- The USD/JPY rallied a bit during the trading session on Friday, as we have broken above the ¥130 level, but gave that up again.
- Ultimately, this is a market that has been in a downtrend, and now is starting to see the so-called “death cross” form, which is when the 50-Day EMA breaks down below the 200-Day EMA.
This indication is typically very late in the cycle, but it does quite often have longer-term traders looking at the overall directionality of the market. The ¥127 level underneath is a major support level, and if we break down below that level, then I see a huge air pocket in this market, opening the possibility of a move down to the ¥115 level.

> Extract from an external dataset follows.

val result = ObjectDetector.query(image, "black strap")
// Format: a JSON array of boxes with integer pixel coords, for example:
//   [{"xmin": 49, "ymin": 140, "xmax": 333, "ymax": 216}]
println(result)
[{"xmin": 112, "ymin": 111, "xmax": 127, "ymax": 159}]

Looking to Place a Swing Trade
On the other hand, we turn around to break above the top of the inverted hammer on Wednesday, then it opens the possibility of a move to the 200-Day EMA. After that, then we could go looking to the ¥138 level. This is all about the Bank of Japan and what they are doing to keep interest rates on the 10-year note down to the 50-basis points area. If interest rates are to rise around the world, then it will force the Bank of Japan to print more yen, thereby diluting the supply and driving down the value of that currency. On the other hand, you also must keep an eye on what the US dollar is doing in general, because it starts to pick up strength, then I think you got a real argument to make for this market to go higher. On the other hand, if the US dollar continues to get pummeled, then it will probably see weakness here as well.

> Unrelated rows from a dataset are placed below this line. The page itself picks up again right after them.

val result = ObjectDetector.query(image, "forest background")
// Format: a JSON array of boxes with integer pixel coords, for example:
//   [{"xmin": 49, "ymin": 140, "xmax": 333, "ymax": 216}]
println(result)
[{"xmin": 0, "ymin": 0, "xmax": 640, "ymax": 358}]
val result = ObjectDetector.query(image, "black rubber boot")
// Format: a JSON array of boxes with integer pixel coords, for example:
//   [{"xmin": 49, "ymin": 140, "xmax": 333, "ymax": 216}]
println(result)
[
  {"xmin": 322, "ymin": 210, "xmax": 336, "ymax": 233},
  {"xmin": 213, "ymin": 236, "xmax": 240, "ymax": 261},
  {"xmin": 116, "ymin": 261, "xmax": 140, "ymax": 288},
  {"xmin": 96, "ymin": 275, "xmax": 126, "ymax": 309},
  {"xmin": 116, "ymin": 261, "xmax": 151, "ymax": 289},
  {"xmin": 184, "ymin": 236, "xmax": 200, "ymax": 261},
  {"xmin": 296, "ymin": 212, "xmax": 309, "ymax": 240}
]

Regardless, we are in an area on the chart that I have marked with a rectangle that I anticipate seeing a lot of noisy crosswinds, so therefore I think we have a situation where the market is trying to figure out where the next 1000 pips will come from, and what direction they will be in. Ultimately, I’m keeping an eye on the top of the inverted candlestick from Wednesday, and of course that ¥127 level. Once we get a breakout of that area, then I plan on trying to place a swing trade.